Всегда ли поэту нужна читающая публика?.. Не знаю. Тютчев фактически обходился без нее. А Лермонтов, напротив, тогда только и стал тем, за кого мы его почитаем, когда вышел из уединения юношеских тетрадок на публичное поприще поэта. Блок объединял стихи в книги своей жизни и выпускал их в свет в качестве поэтапного общественного самоотчета. Да и более «приватный» творец – Иннокентий Анненский – группировал лирические моменты в «трилистники»: тоже своего рода автокомментарий, предъявленный читательскому взору. Как бы то ни было, большая или меньшая ориентация на свой публичный лирический образ для поэта очень важна и сказывается на смысле и тоне его стихов.
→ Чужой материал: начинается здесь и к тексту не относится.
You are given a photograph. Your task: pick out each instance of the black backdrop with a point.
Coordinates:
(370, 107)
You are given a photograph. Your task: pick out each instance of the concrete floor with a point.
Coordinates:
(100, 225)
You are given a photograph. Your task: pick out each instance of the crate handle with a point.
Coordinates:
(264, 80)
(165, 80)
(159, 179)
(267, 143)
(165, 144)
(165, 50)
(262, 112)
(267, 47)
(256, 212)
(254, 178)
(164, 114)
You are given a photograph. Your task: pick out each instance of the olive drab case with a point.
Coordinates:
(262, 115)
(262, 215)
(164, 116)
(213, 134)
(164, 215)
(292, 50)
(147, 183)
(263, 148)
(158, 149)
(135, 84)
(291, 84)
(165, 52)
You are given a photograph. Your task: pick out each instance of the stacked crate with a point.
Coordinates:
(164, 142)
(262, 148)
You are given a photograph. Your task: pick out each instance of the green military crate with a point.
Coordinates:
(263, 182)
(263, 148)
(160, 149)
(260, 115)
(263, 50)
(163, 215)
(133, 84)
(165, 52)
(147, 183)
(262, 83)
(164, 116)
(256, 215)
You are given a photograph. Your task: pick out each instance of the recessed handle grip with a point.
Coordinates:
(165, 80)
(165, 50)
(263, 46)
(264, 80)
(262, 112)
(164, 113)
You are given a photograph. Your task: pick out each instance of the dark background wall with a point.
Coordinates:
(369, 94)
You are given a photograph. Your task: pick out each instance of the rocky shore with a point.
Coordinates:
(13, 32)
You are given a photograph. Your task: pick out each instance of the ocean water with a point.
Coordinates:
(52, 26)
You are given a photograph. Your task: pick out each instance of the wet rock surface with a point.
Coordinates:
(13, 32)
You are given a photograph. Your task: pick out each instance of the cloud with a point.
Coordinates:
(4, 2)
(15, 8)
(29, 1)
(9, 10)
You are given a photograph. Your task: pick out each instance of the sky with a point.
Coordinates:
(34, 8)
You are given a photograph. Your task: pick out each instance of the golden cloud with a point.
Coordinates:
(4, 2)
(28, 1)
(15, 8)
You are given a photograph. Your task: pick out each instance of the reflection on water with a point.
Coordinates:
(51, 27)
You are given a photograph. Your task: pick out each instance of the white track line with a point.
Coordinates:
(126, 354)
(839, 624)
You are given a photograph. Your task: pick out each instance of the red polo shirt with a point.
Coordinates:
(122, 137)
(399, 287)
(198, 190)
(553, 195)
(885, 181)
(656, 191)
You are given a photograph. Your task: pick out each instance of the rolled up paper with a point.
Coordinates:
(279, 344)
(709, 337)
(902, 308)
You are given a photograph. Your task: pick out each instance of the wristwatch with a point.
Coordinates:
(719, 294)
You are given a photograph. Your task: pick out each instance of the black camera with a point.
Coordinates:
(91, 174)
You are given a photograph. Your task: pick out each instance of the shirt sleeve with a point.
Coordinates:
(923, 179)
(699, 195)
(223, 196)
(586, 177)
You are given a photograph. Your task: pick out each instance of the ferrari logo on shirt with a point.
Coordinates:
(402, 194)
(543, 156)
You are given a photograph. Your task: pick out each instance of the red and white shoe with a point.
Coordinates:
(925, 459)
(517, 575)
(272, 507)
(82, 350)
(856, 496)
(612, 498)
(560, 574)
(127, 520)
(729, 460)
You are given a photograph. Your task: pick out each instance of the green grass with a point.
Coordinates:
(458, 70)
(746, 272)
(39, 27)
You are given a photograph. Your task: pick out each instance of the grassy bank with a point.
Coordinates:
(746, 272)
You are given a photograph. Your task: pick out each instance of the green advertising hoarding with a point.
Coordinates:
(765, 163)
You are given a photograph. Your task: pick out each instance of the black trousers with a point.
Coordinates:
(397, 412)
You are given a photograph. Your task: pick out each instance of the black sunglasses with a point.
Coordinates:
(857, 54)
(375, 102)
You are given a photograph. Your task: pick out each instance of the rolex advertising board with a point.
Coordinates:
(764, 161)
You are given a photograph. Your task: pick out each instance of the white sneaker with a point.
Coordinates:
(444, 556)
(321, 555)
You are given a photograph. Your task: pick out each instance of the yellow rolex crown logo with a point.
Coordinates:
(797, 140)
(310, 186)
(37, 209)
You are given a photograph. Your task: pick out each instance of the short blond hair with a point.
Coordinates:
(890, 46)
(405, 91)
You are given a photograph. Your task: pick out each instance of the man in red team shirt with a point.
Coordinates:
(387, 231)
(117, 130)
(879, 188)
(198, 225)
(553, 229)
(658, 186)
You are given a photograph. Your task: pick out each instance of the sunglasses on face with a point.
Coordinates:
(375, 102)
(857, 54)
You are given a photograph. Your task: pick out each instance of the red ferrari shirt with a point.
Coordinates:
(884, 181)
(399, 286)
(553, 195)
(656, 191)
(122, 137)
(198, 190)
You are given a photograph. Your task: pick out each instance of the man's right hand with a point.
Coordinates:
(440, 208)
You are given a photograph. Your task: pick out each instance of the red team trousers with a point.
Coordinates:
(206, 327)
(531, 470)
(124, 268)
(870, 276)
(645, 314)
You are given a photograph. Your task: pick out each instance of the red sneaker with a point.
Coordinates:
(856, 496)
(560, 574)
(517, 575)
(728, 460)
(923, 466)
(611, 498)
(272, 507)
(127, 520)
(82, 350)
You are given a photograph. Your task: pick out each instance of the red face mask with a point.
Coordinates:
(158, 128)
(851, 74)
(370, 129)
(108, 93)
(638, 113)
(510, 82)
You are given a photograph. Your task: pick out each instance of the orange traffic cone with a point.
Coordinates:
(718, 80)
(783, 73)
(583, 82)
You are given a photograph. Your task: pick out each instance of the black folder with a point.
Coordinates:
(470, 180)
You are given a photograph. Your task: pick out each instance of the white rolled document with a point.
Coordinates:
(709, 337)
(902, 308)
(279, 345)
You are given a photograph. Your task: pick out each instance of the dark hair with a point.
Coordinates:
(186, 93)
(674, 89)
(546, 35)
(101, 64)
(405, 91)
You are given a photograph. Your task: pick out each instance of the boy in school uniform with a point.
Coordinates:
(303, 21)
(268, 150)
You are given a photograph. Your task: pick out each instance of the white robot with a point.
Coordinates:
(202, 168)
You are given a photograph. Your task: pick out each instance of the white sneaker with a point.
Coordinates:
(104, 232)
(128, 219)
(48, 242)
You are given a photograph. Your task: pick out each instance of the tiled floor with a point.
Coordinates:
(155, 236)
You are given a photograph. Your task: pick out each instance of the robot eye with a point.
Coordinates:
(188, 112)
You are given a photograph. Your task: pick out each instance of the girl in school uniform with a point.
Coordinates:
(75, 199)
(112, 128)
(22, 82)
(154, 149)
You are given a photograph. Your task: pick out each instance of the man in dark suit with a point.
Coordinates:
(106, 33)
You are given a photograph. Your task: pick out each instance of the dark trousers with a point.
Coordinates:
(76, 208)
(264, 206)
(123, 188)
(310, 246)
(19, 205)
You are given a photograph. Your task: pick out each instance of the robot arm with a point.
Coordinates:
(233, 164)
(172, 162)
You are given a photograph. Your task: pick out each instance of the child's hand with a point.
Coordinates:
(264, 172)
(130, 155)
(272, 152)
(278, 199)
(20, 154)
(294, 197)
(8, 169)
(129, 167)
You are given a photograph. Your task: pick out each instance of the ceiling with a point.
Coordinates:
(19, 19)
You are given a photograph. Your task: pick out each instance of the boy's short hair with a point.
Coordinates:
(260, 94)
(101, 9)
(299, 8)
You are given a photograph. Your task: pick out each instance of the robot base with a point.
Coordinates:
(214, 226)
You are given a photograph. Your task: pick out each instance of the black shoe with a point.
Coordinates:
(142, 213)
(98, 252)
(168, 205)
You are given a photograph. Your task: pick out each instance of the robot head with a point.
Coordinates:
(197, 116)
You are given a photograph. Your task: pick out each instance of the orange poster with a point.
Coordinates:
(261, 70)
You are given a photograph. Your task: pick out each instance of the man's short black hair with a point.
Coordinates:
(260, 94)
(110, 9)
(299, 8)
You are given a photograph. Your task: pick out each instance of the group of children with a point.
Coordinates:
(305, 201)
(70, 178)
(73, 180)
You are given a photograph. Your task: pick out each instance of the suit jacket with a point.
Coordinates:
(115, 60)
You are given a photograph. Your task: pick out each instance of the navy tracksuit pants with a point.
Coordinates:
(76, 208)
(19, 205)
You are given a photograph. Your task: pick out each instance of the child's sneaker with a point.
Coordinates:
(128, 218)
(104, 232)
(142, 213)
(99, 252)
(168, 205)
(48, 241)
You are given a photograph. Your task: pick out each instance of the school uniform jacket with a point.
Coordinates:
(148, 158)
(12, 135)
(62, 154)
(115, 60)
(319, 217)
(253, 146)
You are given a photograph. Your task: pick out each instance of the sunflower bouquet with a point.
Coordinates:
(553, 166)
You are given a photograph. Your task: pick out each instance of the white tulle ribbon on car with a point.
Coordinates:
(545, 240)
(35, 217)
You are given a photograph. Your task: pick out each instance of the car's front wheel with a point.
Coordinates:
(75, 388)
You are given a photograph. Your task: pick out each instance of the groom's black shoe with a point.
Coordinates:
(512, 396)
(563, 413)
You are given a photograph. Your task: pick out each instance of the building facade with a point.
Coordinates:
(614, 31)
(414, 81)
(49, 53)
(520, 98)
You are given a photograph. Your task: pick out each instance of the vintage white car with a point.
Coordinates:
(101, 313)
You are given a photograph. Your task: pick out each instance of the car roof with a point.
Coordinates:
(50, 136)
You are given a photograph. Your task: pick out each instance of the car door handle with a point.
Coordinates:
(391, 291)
И когда издаются оригинальные книжки поэтов-переводчиков, они получаются немножко «не такие», как у их собратьев по стихотворчеству, – вроде бы так же составлены, да не так озвучены.

В самом деле, стихи эти понемногу копятся целый век – не книжка за книжкой, а первая книжка за долгие годы, – именно такова книжка таллинского поэта Светлана Семененко «В понедельник вечером» (1979).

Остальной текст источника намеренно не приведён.